A couple of must-reads: A great, in-depth report on the problems with traffic and bike lanes in the Big Apple, with lessons that could easily apply here. And an article on why California cyclists need bike lawyers, including insights on fallacy of the “I just didn’t see him defense” (#3) and the sanctity of bike lanes (#7). The increase in cycling means more riders are getting injured, while a cyclist in Japan dies after being refused treatment. Is that what we have to look forward to? Finally, the Governator takes to the road, with security — and without a helmet. Way to set the example, Arnold.

How many cyclists have died in this Brentwood boutique?

February 3, 2009

Will the carnage never end?

Ghost bike used as a display in Brentwood boutique

Ghost bike used as a display in Brentwood boutique

I noticed this window display the other night when my wife and I stopped in Brentwood for a bite to eat, and stopped by on my ride today to take a picture.

My best guess is, whoever does their displays saw a ghost bike along the road somewhere, and thought it looked cool — without realizing the symbolism. Or maybe they did know what it was, and wanted to send a subtle public service warning to the many riders on San Vicente Blvd to be careful out there.

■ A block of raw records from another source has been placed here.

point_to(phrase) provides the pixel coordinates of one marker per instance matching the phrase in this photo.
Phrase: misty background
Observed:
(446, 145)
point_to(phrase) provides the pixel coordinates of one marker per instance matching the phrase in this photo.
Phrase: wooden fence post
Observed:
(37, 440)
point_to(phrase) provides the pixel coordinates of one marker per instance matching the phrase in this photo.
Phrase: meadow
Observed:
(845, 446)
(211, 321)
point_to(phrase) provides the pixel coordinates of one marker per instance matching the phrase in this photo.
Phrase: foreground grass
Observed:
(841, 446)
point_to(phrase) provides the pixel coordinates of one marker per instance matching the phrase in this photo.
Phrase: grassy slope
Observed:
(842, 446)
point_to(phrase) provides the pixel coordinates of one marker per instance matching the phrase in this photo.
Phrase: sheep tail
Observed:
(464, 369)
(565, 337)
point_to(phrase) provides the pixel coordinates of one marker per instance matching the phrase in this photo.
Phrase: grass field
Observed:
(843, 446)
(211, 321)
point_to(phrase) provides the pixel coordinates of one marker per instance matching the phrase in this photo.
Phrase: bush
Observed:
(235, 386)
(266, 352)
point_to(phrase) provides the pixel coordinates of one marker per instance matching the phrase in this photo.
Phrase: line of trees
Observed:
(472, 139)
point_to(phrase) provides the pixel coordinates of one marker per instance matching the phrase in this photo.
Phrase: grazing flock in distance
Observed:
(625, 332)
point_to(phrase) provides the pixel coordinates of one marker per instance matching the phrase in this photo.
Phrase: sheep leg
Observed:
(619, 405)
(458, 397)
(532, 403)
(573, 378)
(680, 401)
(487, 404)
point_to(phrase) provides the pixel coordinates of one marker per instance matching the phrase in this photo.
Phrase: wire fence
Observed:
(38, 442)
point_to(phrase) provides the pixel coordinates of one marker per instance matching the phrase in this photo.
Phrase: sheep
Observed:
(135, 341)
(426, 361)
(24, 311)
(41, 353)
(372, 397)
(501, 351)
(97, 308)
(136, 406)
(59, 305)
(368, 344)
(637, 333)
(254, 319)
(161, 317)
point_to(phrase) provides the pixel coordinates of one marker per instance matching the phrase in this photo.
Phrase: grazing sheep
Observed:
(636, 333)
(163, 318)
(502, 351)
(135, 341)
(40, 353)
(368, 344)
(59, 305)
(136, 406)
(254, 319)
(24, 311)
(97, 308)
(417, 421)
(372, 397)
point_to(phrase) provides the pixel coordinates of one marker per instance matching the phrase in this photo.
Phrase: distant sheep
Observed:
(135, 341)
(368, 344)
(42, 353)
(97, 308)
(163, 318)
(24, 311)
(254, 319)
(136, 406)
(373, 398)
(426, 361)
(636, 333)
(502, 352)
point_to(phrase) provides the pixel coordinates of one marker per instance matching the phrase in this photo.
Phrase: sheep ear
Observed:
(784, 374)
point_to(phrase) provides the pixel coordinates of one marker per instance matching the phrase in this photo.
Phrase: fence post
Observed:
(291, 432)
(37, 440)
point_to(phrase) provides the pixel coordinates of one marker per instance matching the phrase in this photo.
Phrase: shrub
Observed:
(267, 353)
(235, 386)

It could be a not-so-subtle warning to Critical Mass riders to keep out of their store. Or maybe a cyclist really was killed trying to ride between their display racks.


Or am I the only one who thinks it’s incredibly poor taste to use a memorial to dead cyclists to pimp women’s athletic wear?



Will relates a truly frightening tale of a roadway confrontation. Maybe I really am lucky mine got away last week. The Sunday Santa Monica Farmers Market now has a bike valet. Which brings up Stephen Box’s latest post about bicycle parking in Hollywood, or more precisely, the lack thereof. And he picks up the story of how the Orange Line Bikeway became a homeless encampment.